Ou seja, o que a nossa Constituição consagra é o acesso geral e universal à saúde, e que os custos desse serviço são pagos de forma solidária por todos os portugueses (Estado), através dos impostos que pagam. Esta solidariedade na partilha dos custos permitiu melhorar os indicadores de saúde, obter ganhos em saúde e democratizar o acesso, garantindo, por exemplo, o acesso a um tipo de medicamento e/ou tratamento inovador, ao tratamento de uma doença rara, a uma intervenção rápida através de meios próprios (por exemplo, um helicóptero permitindo salvar vidas e/ou diminuir a possibilidade de sequelas). Um serviço que as pessoas não pagam diretamente e assente na solidariedade do Serviço Nacional de Saúde.
Os doentes/utentes têm acesso a uma consulta, uma cirurgia ou um exame complementar de diagnóstico. Isso só acontece porque a prioridade está assente na situação do doente, ou seja, na decisão clínica. Esta foi a porta que Abril abriu.
O que não podemos permitir é que, por dificuldade no acesso devido a falta de investimento e suborçamentação crónica, as pessoas façam seguros de saúde e tenham de pagar cada vez mais do seu bolso para ter acesso à saúde. Hoje, a despesa em saúde por parte das famílias atingiu já os 29%, ou seja, apesar de pagarem impostos, ainda gastam mais cerca de 800€ por pessoa/ano. Uma barbaridade, principalmente se considerarmos que estes gastos são, e por ordem, em consultas de ambulatório e nestas, à cabeça, consultas na área da saúde mental, seguidas das de saúde oral, fisioterapia e próteses (óculos, etc).
Temos de garantir que o SNS que saiu de Abril responde a todas as necessidades dos portugueses até porque, tal como a evidência do Serviço Nacional de Saúde inglês demonstra, o recurso ao privado diminuiu a qualidade. A máxima “benefícios privados, riscos públicos” aplica-se na perfeição, e o ano da pandemia, demonstra-o.

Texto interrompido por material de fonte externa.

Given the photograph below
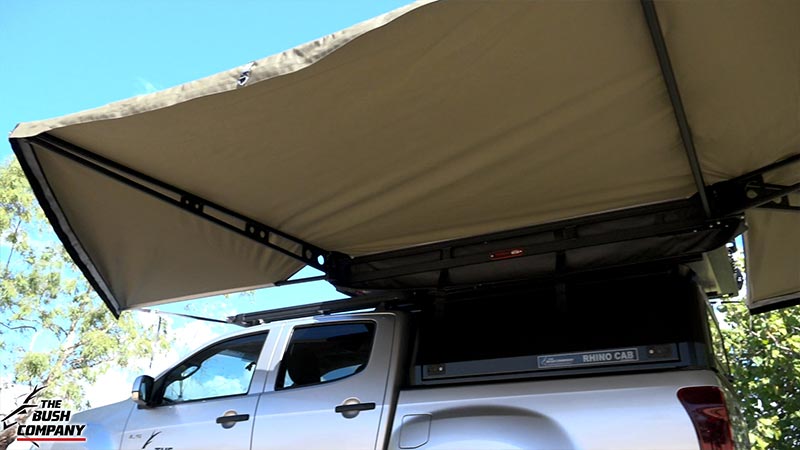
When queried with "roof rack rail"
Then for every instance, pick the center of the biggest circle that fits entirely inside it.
(381, 300)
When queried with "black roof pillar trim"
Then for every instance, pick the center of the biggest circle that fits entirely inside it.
(308, 254)
(677, 105)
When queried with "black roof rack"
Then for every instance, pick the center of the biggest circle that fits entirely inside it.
(381, 301)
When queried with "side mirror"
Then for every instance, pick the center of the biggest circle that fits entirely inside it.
(142, 392)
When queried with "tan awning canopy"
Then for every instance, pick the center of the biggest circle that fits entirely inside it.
(438, 121)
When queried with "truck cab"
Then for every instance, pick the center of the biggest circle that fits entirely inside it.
(614, 360)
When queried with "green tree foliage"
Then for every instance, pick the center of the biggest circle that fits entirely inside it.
(764, 353)
(44, 297)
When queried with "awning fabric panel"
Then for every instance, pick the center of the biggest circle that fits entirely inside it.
(438, 121)
(173, 256)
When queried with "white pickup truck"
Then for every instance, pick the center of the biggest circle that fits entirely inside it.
(585, 363)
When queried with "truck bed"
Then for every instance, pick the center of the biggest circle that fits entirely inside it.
(636, 411)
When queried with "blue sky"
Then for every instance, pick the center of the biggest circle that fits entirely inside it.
(60, 57)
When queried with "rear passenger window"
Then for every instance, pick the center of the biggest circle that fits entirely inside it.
(324, 353)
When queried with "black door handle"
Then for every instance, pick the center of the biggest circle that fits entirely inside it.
(355, 407)
(234, 418)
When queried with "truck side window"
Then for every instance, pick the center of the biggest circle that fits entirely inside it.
(324, 353)
(220, 371)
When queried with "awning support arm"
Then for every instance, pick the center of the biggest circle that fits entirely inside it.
(677, 105)
(751, 191)
(245, 226)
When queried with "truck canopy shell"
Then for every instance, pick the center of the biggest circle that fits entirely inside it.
(436, 122)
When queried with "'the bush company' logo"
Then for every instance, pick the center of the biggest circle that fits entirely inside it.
(43, 421)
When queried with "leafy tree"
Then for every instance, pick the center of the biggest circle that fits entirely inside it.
(44, 296)
(765, 362)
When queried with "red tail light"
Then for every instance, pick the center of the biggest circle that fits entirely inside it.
(709, 413)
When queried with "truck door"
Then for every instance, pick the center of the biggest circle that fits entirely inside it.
(330, 388)
(207, 401)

Uma última nota. As infraestruturas de eletricidade, telefones e água foram construídas com o dinheiro dos contribuintes. As empresas privadas que hoje as exploram não gastaram um cêntimo a construí-las. Significa que os lucros milionários que hoje têm e os dividendos que pagam aos acionistas, na verdade, deveriam ser pagos aos portugueses.

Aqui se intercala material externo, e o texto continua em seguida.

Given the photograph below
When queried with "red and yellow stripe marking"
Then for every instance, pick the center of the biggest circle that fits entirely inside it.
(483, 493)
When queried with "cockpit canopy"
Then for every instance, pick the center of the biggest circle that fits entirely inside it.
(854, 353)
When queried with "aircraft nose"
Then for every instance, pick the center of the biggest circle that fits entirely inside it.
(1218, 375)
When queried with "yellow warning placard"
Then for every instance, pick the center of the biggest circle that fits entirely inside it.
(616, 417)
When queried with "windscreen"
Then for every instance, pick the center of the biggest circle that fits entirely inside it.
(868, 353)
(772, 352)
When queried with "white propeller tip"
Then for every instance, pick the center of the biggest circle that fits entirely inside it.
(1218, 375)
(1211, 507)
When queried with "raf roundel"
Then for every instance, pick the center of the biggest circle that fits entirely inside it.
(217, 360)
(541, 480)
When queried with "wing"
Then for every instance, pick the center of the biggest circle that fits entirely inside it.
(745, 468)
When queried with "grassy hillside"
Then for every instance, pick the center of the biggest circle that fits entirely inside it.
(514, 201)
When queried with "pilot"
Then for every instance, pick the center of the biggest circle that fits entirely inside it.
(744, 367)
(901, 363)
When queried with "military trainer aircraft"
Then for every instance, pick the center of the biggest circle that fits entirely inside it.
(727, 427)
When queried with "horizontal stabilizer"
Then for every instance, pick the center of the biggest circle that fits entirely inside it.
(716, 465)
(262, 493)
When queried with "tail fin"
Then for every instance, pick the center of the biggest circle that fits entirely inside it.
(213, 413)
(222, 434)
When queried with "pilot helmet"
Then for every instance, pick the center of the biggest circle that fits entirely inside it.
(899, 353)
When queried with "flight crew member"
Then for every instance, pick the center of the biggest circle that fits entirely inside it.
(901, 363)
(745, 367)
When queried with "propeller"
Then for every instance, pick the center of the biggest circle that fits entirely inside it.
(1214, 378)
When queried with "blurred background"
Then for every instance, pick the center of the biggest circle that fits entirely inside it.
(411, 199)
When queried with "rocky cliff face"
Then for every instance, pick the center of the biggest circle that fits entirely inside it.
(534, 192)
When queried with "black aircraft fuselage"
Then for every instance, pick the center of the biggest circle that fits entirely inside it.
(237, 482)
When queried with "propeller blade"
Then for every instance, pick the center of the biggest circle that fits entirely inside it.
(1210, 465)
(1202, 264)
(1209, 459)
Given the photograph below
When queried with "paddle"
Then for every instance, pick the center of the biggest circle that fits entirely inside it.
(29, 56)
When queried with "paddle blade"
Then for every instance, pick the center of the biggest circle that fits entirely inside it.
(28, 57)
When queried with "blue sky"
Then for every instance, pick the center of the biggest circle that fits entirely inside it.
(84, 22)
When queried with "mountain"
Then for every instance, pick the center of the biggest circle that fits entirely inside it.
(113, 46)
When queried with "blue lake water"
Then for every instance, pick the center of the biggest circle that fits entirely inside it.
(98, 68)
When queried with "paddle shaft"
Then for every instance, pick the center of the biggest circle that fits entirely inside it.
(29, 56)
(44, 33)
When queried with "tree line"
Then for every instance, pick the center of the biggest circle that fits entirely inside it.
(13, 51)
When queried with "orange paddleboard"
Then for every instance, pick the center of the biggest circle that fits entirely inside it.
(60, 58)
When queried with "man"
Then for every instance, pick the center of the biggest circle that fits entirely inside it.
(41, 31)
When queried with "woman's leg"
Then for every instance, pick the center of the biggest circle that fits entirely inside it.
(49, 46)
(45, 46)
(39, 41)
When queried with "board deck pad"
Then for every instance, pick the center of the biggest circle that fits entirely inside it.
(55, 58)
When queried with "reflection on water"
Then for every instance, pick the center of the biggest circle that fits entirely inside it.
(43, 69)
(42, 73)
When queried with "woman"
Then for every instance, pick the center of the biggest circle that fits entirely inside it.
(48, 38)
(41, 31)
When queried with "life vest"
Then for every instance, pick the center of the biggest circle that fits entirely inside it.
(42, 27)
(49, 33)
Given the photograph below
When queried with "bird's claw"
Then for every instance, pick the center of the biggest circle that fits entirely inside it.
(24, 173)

Nestes e noutros casos, os privados não investem um único tostão na pesquisa científica, na construção dos protótipos, no início da sua utilização, etc. Só quando percebem que aquela invenção/produto dá lucro é que se interessam por ela. Foi assim com a internet, foi assim com os componentes dos telemóveis e foi assim com a vacina da COVID-19, que resultou do investimento público, mas cuja patente ficou nas mãos dos privados.
É por estas e tantas outras coisas que temos de continuar a cuidar da Democracia e a exercê-la.
As portas que Abril abriu não podem ser encerradas, nem tampouco estar apenas entreabertas. E isso só depende de nós, de ti, de todos!